3.5.25 — Live Evil
Ever wonder why pianos are black? Oh, sure, they come in white for the cheesiest of stars and Vegas acts, the kind that stop just short of dancing on the keyboard, but still with a touch of class. Julius Eastman was both cheesy and classy enough in his day to title a composition Evil Nigger, neither reigning in hell nor serving in heaven. He was, though, a serious avant-garde musician, and don’t you forget it.
Glenn Ligon, for one, remembers, and he builds an exhibition around that composition along with baby grand pianos and his own celebrated paintings, as the very image of blackness. If piano keys are mostly white, you will understand, at David Zwirner/52 Walker through March 22.
If you cannot decipher that image or pierce the silence, fine. These artists dare you to listen up. Both, too, know their way around jazz, where Miles Davis had his Live Evil. Ligon places a neon sculpture at the very center of the installation, with the opening syllable of Toni Morrison’s Jazz repeated and scrambled. Sth already sounds like a whisper akin to silence. But then his art often bears the marks of its own defacement or, deconstruction might add, erasure. The French for “under erasure” in Jacques Derrida is in fact sous rature, or scratched out.
Eastman’s composition sounds jazzy enough, too, when you can hear it. Just past the sculpture stand four pianos, with no performer in sight. Three, though, are Yamaha player pianos that kick in once a hour. It is worth the wait. Can music be at once lilting and brooding? His layered riffs on a single note sure is, and maybe a black artist has to be. As for the fourth piano, it is an antique for that touch of class.
The show also includes a print based a later composition, Thruway—where, you might say, the traffic barrels on through. Eastman’s rhythms guide a second neon as well, a wall sculpture, with the word speak blinking on and off in response. It appears a good dozen times within an oval, on top of the blinking, for repetition twice over. Ligon, now in his sixties, is a natural collaborator, who takes pride in his blackness but betrays uncertainty with each and every word. Ligon’s Whitney retrospective in 2011 seemed to grow out of a single text painting, Today I Am a Man. Rather than start over, allow me to refer you to my longer review then.

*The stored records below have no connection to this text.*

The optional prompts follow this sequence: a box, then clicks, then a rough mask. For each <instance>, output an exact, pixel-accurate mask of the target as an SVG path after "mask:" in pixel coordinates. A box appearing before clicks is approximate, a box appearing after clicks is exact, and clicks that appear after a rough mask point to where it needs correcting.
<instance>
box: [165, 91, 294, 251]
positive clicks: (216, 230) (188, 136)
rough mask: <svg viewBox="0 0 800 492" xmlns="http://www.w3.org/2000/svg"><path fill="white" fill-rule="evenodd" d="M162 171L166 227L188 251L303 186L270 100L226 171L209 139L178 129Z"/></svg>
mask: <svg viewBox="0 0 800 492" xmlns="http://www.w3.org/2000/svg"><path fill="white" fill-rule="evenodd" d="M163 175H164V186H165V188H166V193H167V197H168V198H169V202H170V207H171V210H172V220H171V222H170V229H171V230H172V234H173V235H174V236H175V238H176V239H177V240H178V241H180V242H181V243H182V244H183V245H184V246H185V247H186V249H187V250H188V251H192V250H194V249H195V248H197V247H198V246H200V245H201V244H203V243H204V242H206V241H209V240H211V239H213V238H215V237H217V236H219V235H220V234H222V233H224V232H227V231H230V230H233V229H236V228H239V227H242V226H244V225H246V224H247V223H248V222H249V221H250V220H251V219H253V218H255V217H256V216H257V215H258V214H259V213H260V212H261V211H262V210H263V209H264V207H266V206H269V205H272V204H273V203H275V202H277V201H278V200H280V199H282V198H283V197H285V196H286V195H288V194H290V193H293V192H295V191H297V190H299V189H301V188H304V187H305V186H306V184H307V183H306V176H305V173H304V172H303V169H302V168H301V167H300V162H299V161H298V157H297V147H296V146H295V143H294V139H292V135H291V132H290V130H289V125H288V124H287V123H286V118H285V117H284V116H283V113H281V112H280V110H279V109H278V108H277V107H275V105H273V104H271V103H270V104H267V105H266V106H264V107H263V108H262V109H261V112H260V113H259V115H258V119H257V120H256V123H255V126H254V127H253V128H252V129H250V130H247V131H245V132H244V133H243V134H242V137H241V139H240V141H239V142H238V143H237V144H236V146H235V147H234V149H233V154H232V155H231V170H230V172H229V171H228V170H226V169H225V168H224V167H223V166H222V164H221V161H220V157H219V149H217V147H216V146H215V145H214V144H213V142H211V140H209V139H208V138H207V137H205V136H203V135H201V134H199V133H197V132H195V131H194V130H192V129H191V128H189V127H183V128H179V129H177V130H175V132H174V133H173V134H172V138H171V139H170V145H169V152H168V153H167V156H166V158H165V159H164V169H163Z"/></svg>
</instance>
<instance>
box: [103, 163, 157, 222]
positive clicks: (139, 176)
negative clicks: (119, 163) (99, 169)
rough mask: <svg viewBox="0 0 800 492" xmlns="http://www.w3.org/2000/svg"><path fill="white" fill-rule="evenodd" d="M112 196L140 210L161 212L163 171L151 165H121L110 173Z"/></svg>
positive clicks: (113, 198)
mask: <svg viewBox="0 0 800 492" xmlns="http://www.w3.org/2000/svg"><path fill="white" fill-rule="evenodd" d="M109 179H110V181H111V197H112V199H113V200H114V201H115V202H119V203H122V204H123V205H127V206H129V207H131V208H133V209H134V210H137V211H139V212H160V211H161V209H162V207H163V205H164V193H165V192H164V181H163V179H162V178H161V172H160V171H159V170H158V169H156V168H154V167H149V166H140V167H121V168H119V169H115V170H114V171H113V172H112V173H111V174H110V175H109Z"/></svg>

He was deceiving himself and no one. As an adult he was always a man, and white America could always deny it. He, in turn, could measure out the toll with repetition and erasure. A large text painting is pretty much illegible, and a still larger one approaches monochrome black. It effaces itself with coal dust, just as coal effaced working-class lives. The word America appears in large type upside-down, backward, and burnt.
Eastman, who died in 1990 at age fifty, gets a full wall for sketches and prints hung high and low. His words, too, could be confessional or a lie. If you cannot read them at that height and cannot make sense of what you can read, it happens. The score to Evil Nigger hangs by the front desk. It could serve as a score should, to lean on, or as just a teaser for his larger career as composer, pianist, vocalist, and conductor. Sth could also be the sound of words caught in his throat.
The gallery has featured blackness before in shows of Bob Thompson, Arthur Jafa, and Tiona Nekkia McClodden. Her title, “MASK / CONCEAL / CARRY,” could speak for them all. The space risks becoming making a ghetto for so prominent a Chelsea dealer, but I am not complaining. This is still Tribeca, and Ligon is exploring the limits of community and confrontation. He is also finding himself newly at home in collaboration. This is not one but two evil niggers.